Python NumPy - FFT and Inverse FFT?
Asked Answered
R

4

7

I've been working with FFT, and I'm currently trying to get a sound waveform from a file with FFT, (modify it eventually), but then output that modified waveform back to a file. I've gotten the FFT of the soundwave and then used an inverse FFT function on it, but the output file doesn't sound right at all. I haven't done any filtering on the waveform - I'm just testing out getting the frequency data and then putting it back into a file - it should sound the same, but it sounds wildly different.

I have since been working on this project a bit, but haven't yet gotten desired results. The outputted sound file is noisy (both more loud, as well as extra noise that wasn't present in the original file), and sound from one channel leaked into the other channel (which was previously silent). The input sound file is a stereo, 2-channel file with sound only coming from one channel. Here's my code:

import scipy
import wave
import struct
import numpy
import pylab

from scipy.io import wavfile

rate, data = wavfile.read('./TriLeftChannel.wav')

filtereddata = numpy.fft.rfft(data, axis=0)
print(data)

filteredwrite = numpy.fft.irfft(filtereddata, axis=0)
print(filteredwrite)

wavfile.write('TestFiltered.wav', rate, filteredwrite)

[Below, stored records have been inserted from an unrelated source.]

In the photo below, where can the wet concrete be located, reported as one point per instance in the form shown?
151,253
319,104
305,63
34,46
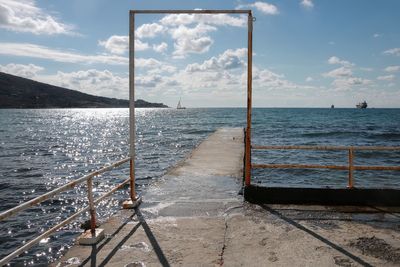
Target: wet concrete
195,217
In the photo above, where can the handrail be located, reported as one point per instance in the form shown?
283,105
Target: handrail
70,185
329,147
350,167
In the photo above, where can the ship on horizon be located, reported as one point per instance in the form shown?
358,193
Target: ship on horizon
362,104
179,106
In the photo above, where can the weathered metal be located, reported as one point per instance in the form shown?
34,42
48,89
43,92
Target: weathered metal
47,233
372,148
298,166
132,125
188,11
249,99
351,167
92,209
48,195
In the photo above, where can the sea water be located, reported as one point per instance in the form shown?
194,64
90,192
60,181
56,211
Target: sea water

I don't quite see why this doesn't work.

I've zipped up the problem .py file and audio file, if that can help solve the issue here.

Rematch answered 19/4, 2012 at 6:36 Comment(3)
try adding filteredwrite = numpy.round(filteredwrite).astype('int16') before you saveAdjacent
@Bago - Thanks a lot! That totally fixed the problem. I was wondering, does forcing the filtered ifft to 'int16' mean that it will be a 16-bit depth sound file?Rematch
I don't know too much about wav files, I always assumed they were raw, uncompressed data, but you'll have to read up on the wav format specs to know for sure.Adjacent
A
5
>>> import numpy as np
>>> a = np.vstack([np.ones(11), np.arange(11)])

# We have two channels along axis 0, the signals are along axis 1
>>> a
array([[  1.,   1.,   1.,   1.,   1.,   1.,   1.,   1.,   1.,   1.,   1.],
       [  0.,   1.,   2.,   3.,   4.,   5.,   6.,   7.,   8.,   9.,  10.]])
>>> np.fft.irfft(np.fft.rfft(a, axis=1), axis=1)
array([[  1.1       ,   1.1       ,   1.1       ,   1.1       ,
          1.1       ,   1.1       ,   1.1       ,   1.1       ,
          1.1       ,   1.1       ],
       [  0.55      ,   1.01836542,   2.51904294,   3.57565618,
          4.86463721,   6.05      ,   7.23536279,   8.52434382,
          9.58095706,  11.08163458]])
# irfft returns an even number along axis=1, even though a was (2, 11)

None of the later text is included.